Looking at the six words I had written on a sticky note, the two values of "love" and "connection" jumped out. In accordance with these values, I began reaching out to family and friends to check in, offer my support, and to send my love during this difficult time. I organized virtual happy hours over Zoom, sent my friends Marco Polo videos and Snapchats, and did whatever I could to find connection during isolation. By employing my values, I not only felt less alone, but I actually began to have some fun in quarantine. Establishing and committing to values was helping me push through the doom and gloom of pandemic.
Still, I still found myself suffering from extreme moments of anxiety. It was during these times, in which I found myself spiraling, when I relied on the second flexibility skill — cognitive defusion — to stop the fearful thoughts from taking over.
As suggested by Alidina, whenever I encountered a negative thought or feeling, I separated myself from the thought by saying "I notice I'm having the thought…" before the actual thought itself.
For example, instead of thinking "I'm scared for my family," I would say, "I notice I'm having the thought that I'm scared for my family." Using this technique, my negative thoughts, feelings, and even physical pains, began to have less power over me.
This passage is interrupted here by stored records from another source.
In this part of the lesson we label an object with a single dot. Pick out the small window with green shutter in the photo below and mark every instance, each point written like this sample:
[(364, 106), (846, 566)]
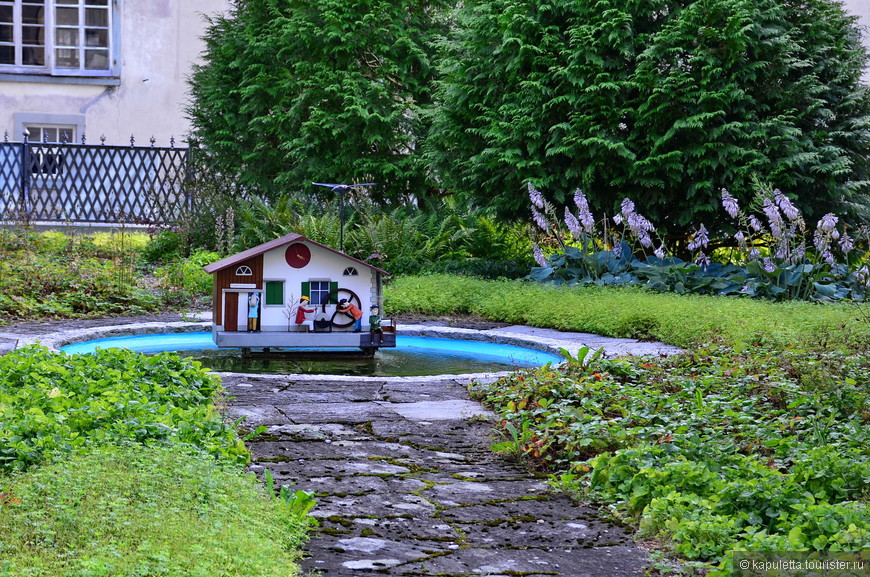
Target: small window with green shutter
[(275, 292)]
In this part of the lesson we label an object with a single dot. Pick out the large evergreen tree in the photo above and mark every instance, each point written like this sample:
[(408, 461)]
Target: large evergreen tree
[(663, 101), (295, 91)]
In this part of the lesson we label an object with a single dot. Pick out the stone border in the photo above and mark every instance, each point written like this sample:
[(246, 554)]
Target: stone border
[(545, 340)]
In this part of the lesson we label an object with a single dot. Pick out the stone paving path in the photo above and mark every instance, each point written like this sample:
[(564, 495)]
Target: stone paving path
[(406, 483)]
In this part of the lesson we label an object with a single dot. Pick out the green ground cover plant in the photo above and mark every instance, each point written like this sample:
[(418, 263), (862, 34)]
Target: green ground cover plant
[(51, 402), (632, 312), (66, 274), (133, 510), (726, 448), (755, 438), (118, 464)]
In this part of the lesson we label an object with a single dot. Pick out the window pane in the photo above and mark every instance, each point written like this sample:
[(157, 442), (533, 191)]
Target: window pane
[(33, 15), (97, 17), (97, 59), (67, 16), (96, 37), (33, 56), (33, 35), (274, 293), (66, 37), (66, 58)]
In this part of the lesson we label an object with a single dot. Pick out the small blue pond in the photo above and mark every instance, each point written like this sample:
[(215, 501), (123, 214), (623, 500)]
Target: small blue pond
[(413, 356)]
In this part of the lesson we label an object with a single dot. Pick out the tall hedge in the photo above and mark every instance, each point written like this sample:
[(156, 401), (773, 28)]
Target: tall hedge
[(662, 101)]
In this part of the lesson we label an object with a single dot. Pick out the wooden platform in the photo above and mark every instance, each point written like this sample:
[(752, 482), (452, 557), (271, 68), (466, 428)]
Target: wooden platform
[(294, 340)]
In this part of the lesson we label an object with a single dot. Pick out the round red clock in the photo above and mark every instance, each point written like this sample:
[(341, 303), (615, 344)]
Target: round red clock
[(297, 255)]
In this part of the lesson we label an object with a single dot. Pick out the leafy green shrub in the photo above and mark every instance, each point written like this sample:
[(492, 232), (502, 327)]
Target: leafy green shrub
[(163, 247), (53, 402), (36, 285), (185, 280), (132, 510), (775, 261), (682, 320), (721, 449)]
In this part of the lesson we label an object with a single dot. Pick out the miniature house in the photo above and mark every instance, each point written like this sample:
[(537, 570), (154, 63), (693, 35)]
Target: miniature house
[(281, 272)]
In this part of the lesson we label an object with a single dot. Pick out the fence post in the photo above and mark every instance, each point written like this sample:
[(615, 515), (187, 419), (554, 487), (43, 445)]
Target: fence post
[(25, 178)]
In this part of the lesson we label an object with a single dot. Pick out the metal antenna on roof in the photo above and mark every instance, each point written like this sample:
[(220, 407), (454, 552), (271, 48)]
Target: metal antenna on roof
[(341, 189)]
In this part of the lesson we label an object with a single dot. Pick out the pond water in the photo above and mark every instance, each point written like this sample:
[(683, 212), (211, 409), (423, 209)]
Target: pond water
[(413, 356)]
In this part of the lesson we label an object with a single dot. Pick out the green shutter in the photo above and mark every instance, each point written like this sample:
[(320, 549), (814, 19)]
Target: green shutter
[(274, 292)]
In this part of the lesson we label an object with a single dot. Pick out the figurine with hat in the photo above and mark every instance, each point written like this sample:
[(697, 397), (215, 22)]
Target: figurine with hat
[(301, 311)]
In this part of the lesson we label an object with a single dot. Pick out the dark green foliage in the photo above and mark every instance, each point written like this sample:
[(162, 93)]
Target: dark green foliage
[(663, 101), (446, 237), (726, 448), (294, 91)]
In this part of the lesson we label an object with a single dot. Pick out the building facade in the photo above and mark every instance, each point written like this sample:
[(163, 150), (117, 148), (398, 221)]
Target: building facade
[(99, 68)]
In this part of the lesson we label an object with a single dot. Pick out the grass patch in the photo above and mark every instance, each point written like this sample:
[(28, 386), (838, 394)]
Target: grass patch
[(681, 320), (134, 510)]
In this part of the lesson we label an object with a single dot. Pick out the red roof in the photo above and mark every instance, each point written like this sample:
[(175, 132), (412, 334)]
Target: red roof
[(277, 243)]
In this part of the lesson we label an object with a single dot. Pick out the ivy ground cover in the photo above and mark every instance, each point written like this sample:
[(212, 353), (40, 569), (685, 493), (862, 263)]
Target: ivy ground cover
[(727, 448), (117, 464)]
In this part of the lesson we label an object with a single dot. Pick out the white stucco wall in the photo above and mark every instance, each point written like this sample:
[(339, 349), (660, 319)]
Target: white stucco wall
[(160, 40)]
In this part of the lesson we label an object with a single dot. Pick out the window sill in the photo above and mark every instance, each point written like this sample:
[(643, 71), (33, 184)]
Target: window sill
[(49, 79)]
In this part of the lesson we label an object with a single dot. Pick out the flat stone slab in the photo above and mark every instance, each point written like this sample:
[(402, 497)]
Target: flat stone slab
[(411, 487), (401, 467)]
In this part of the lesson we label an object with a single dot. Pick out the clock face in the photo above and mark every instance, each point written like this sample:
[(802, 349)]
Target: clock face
[(297, 255)]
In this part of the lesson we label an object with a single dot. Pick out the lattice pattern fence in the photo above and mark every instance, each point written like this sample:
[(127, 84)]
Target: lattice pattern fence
[(89, 183)]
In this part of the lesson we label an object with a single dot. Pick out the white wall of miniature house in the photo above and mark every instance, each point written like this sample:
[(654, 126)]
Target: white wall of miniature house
[(283, 285)]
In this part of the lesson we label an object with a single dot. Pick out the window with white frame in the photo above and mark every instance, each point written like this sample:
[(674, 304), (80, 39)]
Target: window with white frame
[(49, 160), (60, 37), (54, 134), (319, 291)]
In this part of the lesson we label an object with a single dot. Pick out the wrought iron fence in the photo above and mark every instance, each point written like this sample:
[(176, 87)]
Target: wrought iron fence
[(93, 183)]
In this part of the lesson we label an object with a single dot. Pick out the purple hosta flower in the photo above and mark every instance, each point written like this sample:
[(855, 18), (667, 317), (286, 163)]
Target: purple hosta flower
[(703, 260), (781, 251), (539, 255), (536, 197), (788, 209), (754, 223), (700, 240), (799, 252), (573, 224), (828, 223), (773, 217), (730, 204), (846, 243), (583, 212), (540, 219)]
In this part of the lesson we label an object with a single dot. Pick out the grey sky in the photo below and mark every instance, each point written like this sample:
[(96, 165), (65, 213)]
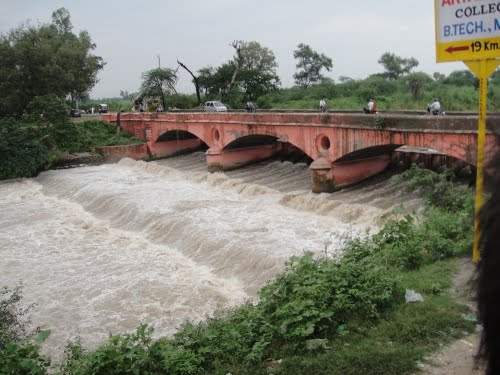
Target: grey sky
[(130, 34)]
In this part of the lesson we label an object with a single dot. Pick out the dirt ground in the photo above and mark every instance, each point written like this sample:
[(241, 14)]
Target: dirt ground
[(458, 358)]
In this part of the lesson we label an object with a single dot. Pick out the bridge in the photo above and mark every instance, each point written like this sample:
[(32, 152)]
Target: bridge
[(345, 148)]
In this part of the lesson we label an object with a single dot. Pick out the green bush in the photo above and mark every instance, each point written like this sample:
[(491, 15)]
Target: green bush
[(22, 150)]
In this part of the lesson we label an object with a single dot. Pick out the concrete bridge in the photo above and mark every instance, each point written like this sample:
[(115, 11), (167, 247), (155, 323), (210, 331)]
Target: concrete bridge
[(345, 148)]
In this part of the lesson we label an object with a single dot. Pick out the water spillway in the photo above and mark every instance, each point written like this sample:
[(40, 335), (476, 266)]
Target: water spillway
[(104, 248)]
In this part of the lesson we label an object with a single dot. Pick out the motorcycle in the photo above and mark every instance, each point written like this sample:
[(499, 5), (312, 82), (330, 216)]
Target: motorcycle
[(436, 112)]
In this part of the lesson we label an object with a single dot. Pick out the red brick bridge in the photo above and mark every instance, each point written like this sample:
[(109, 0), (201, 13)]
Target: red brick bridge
[(345, 147)]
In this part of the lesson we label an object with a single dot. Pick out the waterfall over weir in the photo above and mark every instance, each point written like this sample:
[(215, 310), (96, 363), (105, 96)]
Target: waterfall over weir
[(104, 248)]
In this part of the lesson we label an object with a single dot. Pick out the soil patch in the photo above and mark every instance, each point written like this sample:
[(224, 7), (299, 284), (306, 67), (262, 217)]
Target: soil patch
[(458, 357)]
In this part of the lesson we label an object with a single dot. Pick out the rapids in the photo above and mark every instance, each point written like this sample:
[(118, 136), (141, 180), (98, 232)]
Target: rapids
[(102, 249)]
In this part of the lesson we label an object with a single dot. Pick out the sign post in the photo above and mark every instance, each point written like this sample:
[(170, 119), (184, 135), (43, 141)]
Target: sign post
[(469, 31)]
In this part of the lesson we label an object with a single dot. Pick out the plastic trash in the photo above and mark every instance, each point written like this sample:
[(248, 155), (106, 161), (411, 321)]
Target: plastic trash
[(411, 296)]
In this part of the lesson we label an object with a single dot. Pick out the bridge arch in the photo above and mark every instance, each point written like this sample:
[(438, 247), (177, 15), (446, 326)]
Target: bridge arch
[(175, 142)]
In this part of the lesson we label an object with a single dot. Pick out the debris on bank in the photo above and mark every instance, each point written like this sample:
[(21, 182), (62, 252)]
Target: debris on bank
[(77, 159)]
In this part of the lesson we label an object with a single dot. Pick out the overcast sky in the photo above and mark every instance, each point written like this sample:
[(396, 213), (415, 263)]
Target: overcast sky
[(130, 34)]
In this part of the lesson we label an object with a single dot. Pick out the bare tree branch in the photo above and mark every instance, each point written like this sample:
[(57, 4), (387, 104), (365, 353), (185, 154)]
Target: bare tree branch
[(195, 79), (236, 44)]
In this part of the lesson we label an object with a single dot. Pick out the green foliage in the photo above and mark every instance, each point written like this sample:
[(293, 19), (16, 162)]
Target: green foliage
[(23, 357), (159, 83), (374, 87), (396, 66), (378, 122), (30, 146), (312, 296), (19, 345), (309, 64), (97, 133), (439, 190), (22, 150), (50, 115), (417, 82), (14, 319), (45, 59), (462, 78)]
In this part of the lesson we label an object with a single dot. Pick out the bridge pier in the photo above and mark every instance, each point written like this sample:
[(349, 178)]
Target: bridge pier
[(327, 178), (225, 160)]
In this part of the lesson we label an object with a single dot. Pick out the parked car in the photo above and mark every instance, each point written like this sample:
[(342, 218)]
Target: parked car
[(215, 106), (75, 113)]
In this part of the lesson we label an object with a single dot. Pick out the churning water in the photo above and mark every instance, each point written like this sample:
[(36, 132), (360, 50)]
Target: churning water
[(104, 248)]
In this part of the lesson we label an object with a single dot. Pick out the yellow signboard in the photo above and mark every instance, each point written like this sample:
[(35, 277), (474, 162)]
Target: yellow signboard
[(467, 30)]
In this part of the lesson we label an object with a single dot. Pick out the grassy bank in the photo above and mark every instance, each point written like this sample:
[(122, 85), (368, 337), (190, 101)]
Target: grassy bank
[(30, 146), (321, 316)]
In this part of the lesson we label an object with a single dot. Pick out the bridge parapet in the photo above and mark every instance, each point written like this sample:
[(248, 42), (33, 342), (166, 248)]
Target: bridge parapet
[(344, 147)]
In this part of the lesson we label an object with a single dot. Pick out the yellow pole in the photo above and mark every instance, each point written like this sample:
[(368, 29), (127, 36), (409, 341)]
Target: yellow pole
[(481, 137)]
It's important to note that my negative thoughts didn't stop, but my reaction to my thoughts changed, which ultimately gave them less power.
Which is one of the most important tenets of ACT — unwanted thoughts and feelings will never go away for good. "ACT doesn't focus on symptom reduction," Alidina had explained to me, back in early March. "(It focuses) on what your values are, what actions you're going to take to make your life meaningful, and the skills to be able to accept however strong or weak that feeling is."
It turns out, these skills have been crucial to surviving the emotional whiplash that is 2020. Since my conversation with Alidina five months ago, a lot has changed in the world; despite the upheaval, I've adjusted to the new normal. From standing in the line outside the grocery store, to wearing a mask wherever I go, to my standard Friday night Zoom with friends, I've accepted what it means to live with the threat of coronavirus.
Still, I find myself struggling with the uncertainty of it all. The end of the year is a long way off, and when I think ahead to what the world will look like then, my heartbeat quickens. It's easy to get lost in the "what-ifs," the "whens," and the "whys." What if someone I love gets it? When will I hug my nieces again? Why did this happen in the first place?
In these instances, the only way to avoid panic is to separate myself from my thoughts, which I do by practicing the ACT skills. I've yet to achieve total acceptance — and I'm wise enough to know that might never happen — but being a work-in-progress has gotten me pretty far. After all, it's gotten me halfway through 2020, and that's an accomplishment in and of itself.